Posted on September 25, 2017

“Word2Vec” is a more popular name for this paper. However, this paper didn’t contain too many details (i.e. equations) when describing the model. One has to read its source code to figure out the accurate design. I strongly recommend you to read this post (Chinese) or this document to get a better understanding. Since I am not authorized to use their material, I will leave the detail to you.


To assess whether an embedding really captures the latent relationship of words, they designed some questions to evaluate the linear regularities. Some example of tasks is like:

For instance, suppose V() is the word to vector function and we should have V(Chicago) – V(Illinois) + V(Stockton) = V(California).
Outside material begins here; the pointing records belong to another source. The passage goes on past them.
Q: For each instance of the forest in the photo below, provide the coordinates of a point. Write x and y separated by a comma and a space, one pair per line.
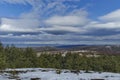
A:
13, 57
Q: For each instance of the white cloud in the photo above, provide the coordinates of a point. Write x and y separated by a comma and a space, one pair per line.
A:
67, 20
18, 24
113, 16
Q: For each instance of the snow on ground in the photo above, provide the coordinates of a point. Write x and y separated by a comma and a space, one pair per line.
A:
50, 74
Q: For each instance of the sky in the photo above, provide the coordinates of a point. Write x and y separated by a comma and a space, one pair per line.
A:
59, 22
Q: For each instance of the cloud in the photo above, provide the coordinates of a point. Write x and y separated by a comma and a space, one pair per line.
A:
20, 25
111, 17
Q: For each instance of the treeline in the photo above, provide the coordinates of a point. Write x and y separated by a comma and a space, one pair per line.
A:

It is like the old version of GRE verbal questions – “What is the word that is similar to lucky in the same sense as easiest is similar to easy?”. 


To tackle word embedding problem, they designed two kinds of models: Continuous Bag-of-Words Model (CBOW) and Continuous Skip-gram Model (Skip-gram).

I think one innovation is that they use a Hierachical Softmax design to handle the output, which reduces the complexity by a large margin (i.e. from linear to log). This improvement allows them to train on a much larger dataset with a larger dimension of embedding.

Normally, we will output a N-length vector to indicate the probability of the output, where N is the total number of words. However, N can be extremly large when handling a large dataset. Therefore, they used a Huffman binary tree to represent a word. At each branch of the tree, deciding whether to go left or right becomes a binary classification problem. The eventual probability is the production of all probabilities of binary classification on the path. Please refer to two posts mentioned in the beginning to understand the details of these two models.

In the following work, they used negative sampling to replace the complex hierarchical softmax. The crux of negative sampling is to combine the correct answer with some wrong answers to form a binary classification problem.


[DR019]: They proposed a very interesting task to evaluate the embedding space. However, is the linear regularity the most accurate metric to evaluate an embedding? Maybe some embeddings capture the relationship between words in another metric space. Linearity can preserve the meaning in a simple way, which can be easily applied by other following models. But mapping relationship on a linear space limits the expression ability of the embedding. Non-linear relationship requires proper kernel function or mapping when being employed, but it might exploit the more complex relationship between words. To balance these ends, one might embed the words in a slightly more complex space, like quadratic space. 

Another interesting extension is to separate the encoding or to enforce some regularization between a different dimension of embedding vectors. Reducing the redundancy between vectors might enable us to have a more compact code.